How can you make sure that your online activities do not interfere with your job or work activities at your department or agency? The main thing is to always think about how others in your agency or the public would perceive your comment before you post it.
- No inappropriate pictures (One employer demanded that an employee remove an online photo of himself dressed as a marijuana leaf. You can actually buy this costume, and the distributor even kind of warns you in the ad copy, blithely assuring the buyer, “You can really be up in smoke with this costume.” Doh.)

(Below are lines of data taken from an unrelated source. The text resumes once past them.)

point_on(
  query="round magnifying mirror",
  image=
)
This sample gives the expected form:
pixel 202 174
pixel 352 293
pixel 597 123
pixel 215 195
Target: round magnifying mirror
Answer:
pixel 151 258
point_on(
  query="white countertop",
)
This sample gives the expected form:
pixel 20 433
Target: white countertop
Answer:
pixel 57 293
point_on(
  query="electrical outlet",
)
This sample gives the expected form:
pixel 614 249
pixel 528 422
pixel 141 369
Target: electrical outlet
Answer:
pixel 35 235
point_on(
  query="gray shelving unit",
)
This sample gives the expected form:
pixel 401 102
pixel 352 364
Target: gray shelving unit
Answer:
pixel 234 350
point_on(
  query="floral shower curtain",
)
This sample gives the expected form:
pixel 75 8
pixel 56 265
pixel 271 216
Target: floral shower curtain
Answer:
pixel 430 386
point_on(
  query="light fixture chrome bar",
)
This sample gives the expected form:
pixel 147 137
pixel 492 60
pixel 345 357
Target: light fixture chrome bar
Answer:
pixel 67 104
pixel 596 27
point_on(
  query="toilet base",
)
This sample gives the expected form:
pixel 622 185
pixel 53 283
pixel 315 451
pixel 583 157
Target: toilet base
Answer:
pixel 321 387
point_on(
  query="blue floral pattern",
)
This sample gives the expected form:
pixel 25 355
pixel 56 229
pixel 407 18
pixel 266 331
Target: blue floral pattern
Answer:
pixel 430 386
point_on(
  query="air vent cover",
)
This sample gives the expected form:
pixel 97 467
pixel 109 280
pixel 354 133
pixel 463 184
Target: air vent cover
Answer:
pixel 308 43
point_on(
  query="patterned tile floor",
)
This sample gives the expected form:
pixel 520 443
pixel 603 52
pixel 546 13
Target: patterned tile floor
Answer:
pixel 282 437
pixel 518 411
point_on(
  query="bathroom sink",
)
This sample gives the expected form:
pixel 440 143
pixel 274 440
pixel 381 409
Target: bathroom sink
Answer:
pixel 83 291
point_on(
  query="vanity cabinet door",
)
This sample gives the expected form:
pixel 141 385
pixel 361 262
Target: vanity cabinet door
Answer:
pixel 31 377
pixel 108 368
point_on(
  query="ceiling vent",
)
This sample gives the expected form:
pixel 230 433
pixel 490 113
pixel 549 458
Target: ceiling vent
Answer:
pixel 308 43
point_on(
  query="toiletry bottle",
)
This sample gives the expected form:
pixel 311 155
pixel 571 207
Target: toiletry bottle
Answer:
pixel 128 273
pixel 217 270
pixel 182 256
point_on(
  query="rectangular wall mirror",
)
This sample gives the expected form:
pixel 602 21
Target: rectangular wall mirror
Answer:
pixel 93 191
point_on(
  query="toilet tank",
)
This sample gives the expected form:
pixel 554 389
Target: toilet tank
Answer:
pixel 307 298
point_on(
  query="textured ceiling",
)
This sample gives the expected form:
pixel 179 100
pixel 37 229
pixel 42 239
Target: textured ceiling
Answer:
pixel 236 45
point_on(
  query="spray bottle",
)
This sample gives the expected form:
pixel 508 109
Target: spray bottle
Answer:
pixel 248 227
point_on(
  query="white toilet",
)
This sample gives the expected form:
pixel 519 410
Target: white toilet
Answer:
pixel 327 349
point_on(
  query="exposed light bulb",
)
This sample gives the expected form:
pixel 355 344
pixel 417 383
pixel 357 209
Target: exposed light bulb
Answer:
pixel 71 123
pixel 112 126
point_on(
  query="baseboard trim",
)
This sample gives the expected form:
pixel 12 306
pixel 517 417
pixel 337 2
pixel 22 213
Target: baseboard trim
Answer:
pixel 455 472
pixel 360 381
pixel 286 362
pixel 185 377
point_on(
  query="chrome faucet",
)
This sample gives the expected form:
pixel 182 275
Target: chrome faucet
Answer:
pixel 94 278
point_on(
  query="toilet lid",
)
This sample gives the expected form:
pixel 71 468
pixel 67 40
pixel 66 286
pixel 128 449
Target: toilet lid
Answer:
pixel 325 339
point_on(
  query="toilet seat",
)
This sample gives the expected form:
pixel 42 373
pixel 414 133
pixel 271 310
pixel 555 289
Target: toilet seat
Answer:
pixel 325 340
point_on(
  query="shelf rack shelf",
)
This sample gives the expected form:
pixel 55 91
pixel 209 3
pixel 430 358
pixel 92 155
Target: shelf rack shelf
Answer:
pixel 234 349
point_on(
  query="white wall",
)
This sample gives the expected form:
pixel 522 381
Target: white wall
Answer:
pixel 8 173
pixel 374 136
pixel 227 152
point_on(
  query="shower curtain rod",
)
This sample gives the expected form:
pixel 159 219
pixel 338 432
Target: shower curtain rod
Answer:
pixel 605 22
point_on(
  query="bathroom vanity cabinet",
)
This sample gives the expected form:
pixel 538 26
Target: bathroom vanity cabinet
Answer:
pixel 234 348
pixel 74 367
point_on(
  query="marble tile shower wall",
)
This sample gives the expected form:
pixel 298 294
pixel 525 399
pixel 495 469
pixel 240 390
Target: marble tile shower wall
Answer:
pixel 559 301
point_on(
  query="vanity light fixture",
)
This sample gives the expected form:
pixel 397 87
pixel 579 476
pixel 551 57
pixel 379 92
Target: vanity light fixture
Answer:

- No complaining about work (A British teenager lost her office job after posting “I’m so totally bored!” on Facebook. Maybe she totally didn’t mind losing that job…)
- No inappropriate status updates (See No. 2)
- Don’t friend everybody – be very selective with who can see your information.
- Don’t ignore your privacy settings – can several hundred thousand people access your Facebook profile? They can if your default settings allow everyone in your college or city networks to see your profile.
- Don’t rule out using a professional profile instead of your personal profile for business purposes.
- Don’t use social media at work, unless it’s for approved marketing or business purposes.
- Don’t post information that is inconsistent with what your employer knows about you. A mistake that has busted both layman and lawyer alike is calling in sick (or even worse, falsely bereaved) – and then posting a status about awesome Ferris Bueller’s Day Off activities. (What Ferris pulled off in 1986 might be impossible in 2010 with the ubiquitous smart phone recording his every real-time move while instantly uploading the evidence to social media sites.)
- Don’t try to hide behind fake screen names – the more uninhibited you feel, the greater your risk of making a career-ending mistake.